About a month ago Mayor John Cooper and Styles announced the city planned to acquire the Global Mall at the Crossings, previously known as Hickory Hollow Mall. It’s through a partnership with Vanderbilt University Medical Center. They want to turn the empty space into a development similar to One Hundred Oaks.
“There are too many open-ended questions there is not enough verified information, it’s all based on a non-binding letter of intent, we could end up buying a $44 million dead mall and be left with a useless piece of property,” said councilman Russ Bradford who ended up voting against the resolution.
The former mall building consists of 650,000 square feet of rentable space. The city will spend $24 million on the rentable space and buy an office building on the east side of the mall for $20 million. The city said in addition to health services from VUMC, it will be looking for community input for other additions to the development like childcare services or small business opportunities.
“A few years ago, I watched the debate and the fights over soccer, I watched the fights and debates over amazon, this is eerily similar,” said Councilmember Jonathan Hall. “The devil is always in the details and clearly there are a lot of details that are left out. I think the conversation should continue, doesn’t mean it shouldn’t happen.”
The resolution approved two option agreements authorizing the purchase of properties comprising part of the Global Mall site with the vast majority of council members voting in favor of it.

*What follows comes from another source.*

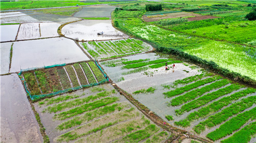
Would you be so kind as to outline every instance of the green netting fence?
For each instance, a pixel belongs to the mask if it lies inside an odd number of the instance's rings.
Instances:
[[[31,95],[30,94],[30,93],[28,91],[28,89],[27,88],[27,85],[26,85],[26,81],[24,81],[24,85],[25,86],[26,91],[29,94],[29,96],[30,97],[30,99],[31,99],[32,100],[34,100],[35,99],[38,100],[38,99],[39,99],[41,98],[45,98],[46,97],[51,97],[51,96],[54,96],[55,95],[57,95],[57,94],[59,94],[60,93],[67,93],[69,92],[71,92],[72,91],[79,90],[79,89],[82,89],[83,88],[88,88],[88,87],[90,87],[97,85],[102,84],[103,83],[104,83],[106,81],[109,81],[109,77],[108,77],[106,74],[105,74],[105,72],[102,70],[102,69],[100,68],[100,67],[99,66],[99,65],[98,64],[98,63],[97,63],[97,61],[96,60],[95,60],[95,63],[96,64],[96,66],[98,67],[98,68],[100,69],[100,70],[101,71],[102,74],[104,75],[104,77],[105,77],[105,78],[106,78],[106,79],[104,79],[102,80],[101,81],[98,82],[98,83],[90,83],[90,84],[88,84],[87,85],[81,85],[80,86],[78,86],[77,87],[73,87],[72,88],[59,91],[58,92],[54,92],[54,93],[50,93],[50,94],[41,94],[41,95]],[[62,66],[66,65],[65,64],[61,64],[61,65]],[[52,68],[52,67],[54,67],[56,66],[56,66],[56,65],[55,65],[54,66],[45,67],[45,68],[47,69],[47,68]],[[53,67],[52,67],[52,66],[53,66]],[[21,74],[21,73],[22,73],[22,71],[20,71],[20,74]],[[19,75],[20,75],[19,73]]]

“If you own that, if you were the… mega, you took everybody else out and I don’t think that’s what we want to do, we don’t want to push people out and put more and more of those who already have in,” said council member Sharon Hurt. “I just cannot in good conscience vote for this.”
Councilmember Bob Mendes shared his concerns as well.
“Councilman Cooper when he was here there is not a snowball’s chance in hell he would have voted for this,” Mendes said. “It is loaded with unknown costs and unknown everything.”
After the discussions, the resolution moved forward with 28 council members voting yes, three voting no (Bob Mendes, Russ Bradford, Ginny Welsch), and four abstaining (Sharon Hurt, Jonathan Hall, Freddie O’Connell, Sandra Sepulveda).
“You could leave it to next year and then the price will skyrocket again, those are the things we need to take into consideration,” said Councilmember Zulfat Suara. “For me finally this is something that the community wants, this is an opportunity for Metro to control the part that Metro will be using for the community.”